Winner: The Americans
The Americans: From a 1996 Baltimore Sun article.
It’s no secret that the FBI has plenty of fancy tools to ply its crime-fighting trade — high-speed computers, digitized color mug shots, automated fingerprint identification systems, sophisticated snooping devices. But one tool has pretty much stayed a secret at the FBI.
Special agents call him “Marvin,” a beeping, blinking robot straight from a Jetsons cartoon script who delivers thousands of pieces of mail every day at the FBI’s Baltimore field office… Each robot costs between $22,000 and $80,000, depending on the number of features, which can include devices that open doors and summon elevators, allowing the machines to deliver the mail without humans.

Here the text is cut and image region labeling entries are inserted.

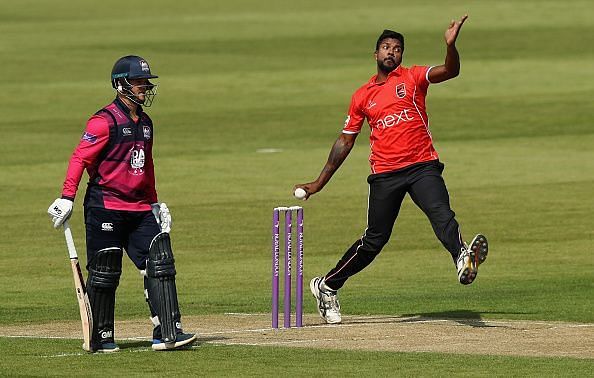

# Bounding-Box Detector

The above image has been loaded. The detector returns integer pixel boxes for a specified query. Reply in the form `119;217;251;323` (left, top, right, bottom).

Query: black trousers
325;160;464;290
85;207;161;270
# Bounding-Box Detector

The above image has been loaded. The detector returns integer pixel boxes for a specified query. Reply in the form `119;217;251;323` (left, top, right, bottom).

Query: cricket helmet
111;55;158;107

GLOW: A drug-dealing robot never existed, but, per Bustle:
According to PC Magazine, there were a whole host of robots made throughout the ’80s, and they were often advertised as personal helpers that could do laundry, pour drinks, and make other everyday chores a little easier, even though in reality it seems like they just wheeled around the house. They ran quite pricey for the time, with most of them ranging from $600 to upwards of $6,000 (which PC calculates as about $16,759 when adjusted for inflation), but it certainly sounds like something Bash would dole out money for.
Better Social Media Presence
GLOW: GLOW-bot somehow doesn’t have a Twitter. Yet.
Winner: The Americans
Better Photo with Alison Brie
The Americans: N/A
GLOW: THE ROBOT IS WEARING A BOWTIE.
Finishing Move In a BattleBots-Style Fight
The Americans: Mail Robot shoots letters out of it’s stomach (?), which is an effective move against humans, who can be immobilized by a million paper cuts, but not other robots, who feel nothing. Let’s keep it that way, too.
GLOW: GLOW-bot isn’t the fighting sort. It would rather let another robot, like the one from Robin Sparkles’ awesomely ’80s “Let’s Go to the Mall” music video, do the dirty work for it (that’s what the chest phone is for: calling for help). As thanks, GLOW-bot gives Mall (not Mail) Robot a free line of cocaine.
The winner? It’s close. Mail Robot has been around longer and played a more important role on The Americans than GLOW-bot on GLOW (so far, at least), but GLOW-bot is a robot that deals drugs, so… GLOW-bot wins.